Speaker Preview: In the Cloud at the FIFA World Cup™
In a football-crazy country with 200 million people, and a truly global customer-base beyond that, handling 1 million unique visitors in a single day is a special challenge.
But an even bigger challenge is the fact that all of those visitors ultimately want a ticket for the FIFA World Cup™ final. In order to deliver performance, reliability and scalability whilst at the same time managing end-customer expectations, MATCH Services have implemented leading edge cloud technologies for the 2014 FIFA World Cup Brazil™.
Taking us through how their leading edge cloud technologies are being utilised are –
- Tony Pearson, Business Consultant FIFA World Cup™, MATCH Services, Spain
- Chris Budd, Project Director, MATCH Serviços de Eventos, Spain
Prior to their presentation in March, Tony and Chris provided some key insight into the principles and specific analysis they considered before moving to the Cloud –
1. We took our time in choosing the right partners to fit our business model…

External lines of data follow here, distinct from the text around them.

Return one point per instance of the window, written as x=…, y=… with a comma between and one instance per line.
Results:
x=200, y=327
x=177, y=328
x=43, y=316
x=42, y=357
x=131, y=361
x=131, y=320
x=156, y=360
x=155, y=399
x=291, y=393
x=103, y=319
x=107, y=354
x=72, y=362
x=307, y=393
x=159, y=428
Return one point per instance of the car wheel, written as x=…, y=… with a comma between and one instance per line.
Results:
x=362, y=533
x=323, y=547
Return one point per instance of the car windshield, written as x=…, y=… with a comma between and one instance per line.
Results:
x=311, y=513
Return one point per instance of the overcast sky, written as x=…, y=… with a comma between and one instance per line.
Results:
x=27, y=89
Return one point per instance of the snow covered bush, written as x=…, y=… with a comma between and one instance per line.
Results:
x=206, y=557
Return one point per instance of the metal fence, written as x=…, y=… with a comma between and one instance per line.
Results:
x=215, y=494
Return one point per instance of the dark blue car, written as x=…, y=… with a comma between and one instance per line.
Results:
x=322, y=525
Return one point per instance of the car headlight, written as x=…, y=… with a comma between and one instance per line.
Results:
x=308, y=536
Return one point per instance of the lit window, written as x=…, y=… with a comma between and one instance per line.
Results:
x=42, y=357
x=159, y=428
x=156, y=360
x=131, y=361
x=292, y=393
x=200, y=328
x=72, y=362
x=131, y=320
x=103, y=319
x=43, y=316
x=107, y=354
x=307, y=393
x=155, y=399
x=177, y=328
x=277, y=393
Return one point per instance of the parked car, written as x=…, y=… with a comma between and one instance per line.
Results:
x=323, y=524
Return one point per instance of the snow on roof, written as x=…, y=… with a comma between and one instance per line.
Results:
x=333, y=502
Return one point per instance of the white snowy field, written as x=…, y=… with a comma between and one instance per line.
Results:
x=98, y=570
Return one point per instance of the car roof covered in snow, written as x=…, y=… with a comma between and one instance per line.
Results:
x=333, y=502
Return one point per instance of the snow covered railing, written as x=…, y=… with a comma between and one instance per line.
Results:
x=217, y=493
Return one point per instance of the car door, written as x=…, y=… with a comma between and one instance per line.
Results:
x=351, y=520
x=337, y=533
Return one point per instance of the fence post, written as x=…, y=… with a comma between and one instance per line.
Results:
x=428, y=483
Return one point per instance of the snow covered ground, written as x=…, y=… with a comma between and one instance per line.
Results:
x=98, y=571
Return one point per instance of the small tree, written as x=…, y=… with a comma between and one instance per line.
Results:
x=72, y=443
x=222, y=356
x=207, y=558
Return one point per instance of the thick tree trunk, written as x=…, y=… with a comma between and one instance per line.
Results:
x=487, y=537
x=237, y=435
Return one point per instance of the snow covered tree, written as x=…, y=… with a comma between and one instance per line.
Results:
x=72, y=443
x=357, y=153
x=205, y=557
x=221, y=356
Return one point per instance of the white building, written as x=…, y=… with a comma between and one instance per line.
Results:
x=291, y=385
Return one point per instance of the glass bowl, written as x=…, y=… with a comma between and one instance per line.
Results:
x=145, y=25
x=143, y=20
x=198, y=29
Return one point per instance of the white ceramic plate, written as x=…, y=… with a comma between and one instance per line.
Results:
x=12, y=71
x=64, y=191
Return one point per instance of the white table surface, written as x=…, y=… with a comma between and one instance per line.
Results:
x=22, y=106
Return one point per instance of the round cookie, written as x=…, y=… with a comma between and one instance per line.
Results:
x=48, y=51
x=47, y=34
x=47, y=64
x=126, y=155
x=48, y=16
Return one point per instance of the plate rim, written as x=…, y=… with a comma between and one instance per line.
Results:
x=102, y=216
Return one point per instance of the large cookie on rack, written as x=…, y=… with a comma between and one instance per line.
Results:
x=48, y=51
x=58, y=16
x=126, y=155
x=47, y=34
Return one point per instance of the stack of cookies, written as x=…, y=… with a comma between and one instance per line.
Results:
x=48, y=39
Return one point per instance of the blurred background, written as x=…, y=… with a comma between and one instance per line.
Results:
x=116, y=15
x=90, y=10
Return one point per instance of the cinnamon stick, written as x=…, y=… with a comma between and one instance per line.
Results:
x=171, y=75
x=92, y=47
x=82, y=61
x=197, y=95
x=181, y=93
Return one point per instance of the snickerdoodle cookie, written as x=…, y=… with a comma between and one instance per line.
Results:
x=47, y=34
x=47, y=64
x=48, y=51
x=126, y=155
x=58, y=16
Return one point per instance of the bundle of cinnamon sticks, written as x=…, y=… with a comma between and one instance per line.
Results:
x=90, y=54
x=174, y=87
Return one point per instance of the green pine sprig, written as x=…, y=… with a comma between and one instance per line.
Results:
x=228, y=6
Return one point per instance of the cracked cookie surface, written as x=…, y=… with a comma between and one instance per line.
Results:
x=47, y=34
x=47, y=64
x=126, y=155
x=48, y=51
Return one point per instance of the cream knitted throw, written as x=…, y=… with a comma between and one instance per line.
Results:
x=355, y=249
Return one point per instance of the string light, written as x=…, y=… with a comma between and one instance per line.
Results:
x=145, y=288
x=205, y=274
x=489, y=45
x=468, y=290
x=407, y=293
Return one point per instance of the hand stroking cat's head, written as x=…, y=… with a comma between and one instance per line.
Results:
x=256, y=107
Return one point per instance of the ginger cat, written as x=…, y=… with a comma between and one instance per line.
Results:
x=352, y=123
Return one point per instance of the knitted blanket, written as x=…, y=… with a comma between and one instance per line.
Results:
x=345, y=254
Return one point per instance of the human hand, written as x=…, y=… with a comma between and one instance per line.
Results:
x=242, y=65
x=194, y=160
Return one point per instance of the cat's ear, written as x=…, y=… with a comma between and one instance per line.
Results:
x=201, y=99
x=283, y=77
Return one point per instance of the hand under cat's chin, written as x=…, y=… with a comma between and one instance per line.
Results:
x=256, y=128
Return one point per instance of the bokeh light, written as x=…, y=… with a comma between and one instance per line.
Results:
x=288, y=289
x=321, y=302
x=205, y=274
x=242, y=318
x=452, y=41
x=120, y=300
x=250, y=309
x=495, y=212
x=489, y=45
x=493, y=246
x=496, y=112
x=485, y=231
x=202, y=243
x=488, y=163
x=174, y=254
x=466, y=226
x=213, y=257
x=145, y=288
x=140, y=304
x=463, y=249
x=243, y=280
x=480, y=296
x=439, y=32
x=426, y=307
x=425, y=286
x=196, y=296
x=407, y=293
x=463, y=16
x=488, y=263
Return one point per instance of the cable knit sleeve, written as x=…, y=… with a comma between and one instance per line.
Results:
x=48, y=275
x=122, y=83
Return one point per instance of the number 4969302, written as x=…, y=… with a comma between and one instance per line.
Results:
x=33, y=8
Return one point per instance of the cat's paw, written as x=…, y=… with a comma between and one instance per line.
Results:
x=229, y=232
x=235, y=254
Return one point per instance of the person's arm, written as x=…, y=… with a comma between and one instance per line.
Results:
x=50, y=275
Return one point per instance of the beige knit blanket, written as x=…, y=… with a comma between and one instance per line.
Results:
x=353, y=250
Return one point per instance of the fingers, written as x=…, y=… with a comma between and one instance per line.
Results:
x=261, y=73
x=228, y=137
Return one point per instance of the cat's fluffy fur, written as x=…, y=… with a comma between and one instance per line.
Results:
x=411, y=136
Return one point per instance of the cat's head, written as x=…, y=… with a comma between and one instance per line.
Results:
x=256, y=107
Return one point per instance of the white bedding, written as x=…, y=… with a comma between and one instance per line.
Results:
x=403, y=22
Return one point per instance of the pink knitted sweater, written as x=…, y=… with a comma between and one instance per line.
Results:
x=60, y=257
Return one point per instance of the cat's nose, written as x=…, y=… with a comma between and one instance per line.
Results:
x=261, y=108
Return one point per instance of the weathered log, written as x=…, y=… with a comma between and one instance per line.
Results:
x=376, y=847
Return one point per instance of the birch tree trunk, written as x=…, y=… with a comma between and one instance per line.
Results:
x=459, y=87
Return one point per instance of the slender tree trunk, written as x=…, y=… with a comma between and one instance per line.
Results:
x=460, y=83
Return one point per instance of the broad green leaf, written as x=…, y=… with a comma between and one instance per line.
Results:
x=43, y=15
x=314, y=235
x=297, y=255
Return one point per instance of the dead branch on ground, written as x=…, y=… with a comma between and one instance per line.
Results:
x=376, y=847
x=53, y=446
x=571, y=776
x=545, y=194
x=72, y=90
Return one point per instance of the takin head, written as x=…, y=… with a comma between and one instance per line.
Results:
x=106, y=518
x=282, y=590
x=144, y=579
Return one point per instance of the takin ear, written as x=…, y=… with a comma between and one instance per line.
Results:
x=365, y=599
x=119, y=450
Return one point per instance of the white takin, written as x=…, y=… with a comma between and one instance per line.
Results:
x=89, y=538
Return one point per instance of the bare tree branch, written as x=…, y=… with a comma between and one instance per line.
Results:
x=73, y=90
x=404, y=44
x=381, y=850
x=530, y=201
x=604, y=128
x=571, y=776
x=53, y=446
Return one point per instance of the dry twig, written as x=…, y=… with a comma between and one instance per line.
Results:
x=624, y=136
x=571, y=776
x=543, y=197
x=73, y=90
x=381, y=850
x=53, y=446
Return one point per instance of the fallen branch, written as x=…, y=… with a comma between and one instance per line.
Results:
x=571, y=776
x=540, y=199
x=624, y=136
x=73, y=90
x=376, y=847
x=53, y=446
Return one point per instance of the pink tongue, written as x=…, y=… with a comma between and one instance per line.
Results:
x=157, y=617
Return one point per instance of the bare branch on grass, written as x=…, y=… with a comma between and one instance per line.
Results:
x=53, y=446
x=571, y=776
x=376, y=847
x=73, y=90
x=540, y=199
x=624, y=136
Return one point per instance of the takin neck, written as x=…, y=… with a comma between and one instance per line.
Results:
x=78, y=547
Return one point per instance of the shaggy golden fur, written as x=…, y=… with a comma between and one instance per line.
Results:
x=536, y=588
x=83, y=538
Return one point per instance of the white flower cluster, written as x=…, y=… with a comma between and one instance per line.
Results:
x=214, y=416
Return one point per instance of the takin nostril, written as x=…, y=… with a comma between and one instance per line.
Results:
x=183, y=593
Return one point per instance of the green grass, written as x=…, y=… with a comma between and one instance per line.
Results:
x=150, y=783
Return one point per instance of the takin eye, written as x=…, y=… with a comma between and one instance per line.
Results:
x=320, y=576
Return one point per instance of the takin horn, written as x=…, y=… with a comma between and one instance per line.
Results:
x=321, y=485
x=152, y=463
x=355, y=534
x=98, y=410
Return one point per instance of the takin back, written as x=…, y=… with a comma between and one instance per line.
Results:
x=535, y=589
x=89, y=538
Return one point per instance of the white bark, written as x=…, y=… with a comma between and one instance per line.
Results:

We didn’t only consider the hosting of the applications and data, but we also needed to consider caching and queuing technologies. We included in our analysis the services offered for backups and disaster recovery. We needed to ensure PCI compliance and to consider particular security requirements. We also had specific data protection legislation to adhere to. Finally, we also paid close attention to the maximum transaction throughput we would attain.
2. We didn’t fall into the trap of thinking that it’s all or nothing…
We decided that we didn’t have to migrate everything at once. If you’ll have to rewrite a lot of code just to enable the transition, then maybe you are being too ambitious.
3. We did some maths…
What were our financial objectives of moving to the cloud? We weren’t going to sell more tickets. We didn’t have any other event to cross sell. Then the objective was purely to reduce hosting costs (and we have). But then we forgot to include everything in our costings. If you go through the same don’t forget, for example, to include the costs for your research, setup, learning curve, development and (especially) testing activity, because you’ll get a bill for those too.
4. We did some more maths….
Our ticket inventory and sales model were fixed. We had a lot of tickets but not nearly enough to satisfy demand. We had unpredictable (huge) demand peaks and wanted to reduce the possibility of our sites being swamped. The decision we had to take from an economy of scale perspective was, “is there any real point in letting more customers into our shop than we have tickets to sell?” Did we want to focus the solution on serving promptly the customers we could serve, rather than allowing millions of customers, who we could not possibly serve, wander around our site?
5. We did even more maths….
Would our payment gateway be able to handle the throughput? Would our other third parties increase the total transaction time or become a bottleneck? How many single points of failure would we still have even after migrating to the cloud and how many of those would be still out of our control?”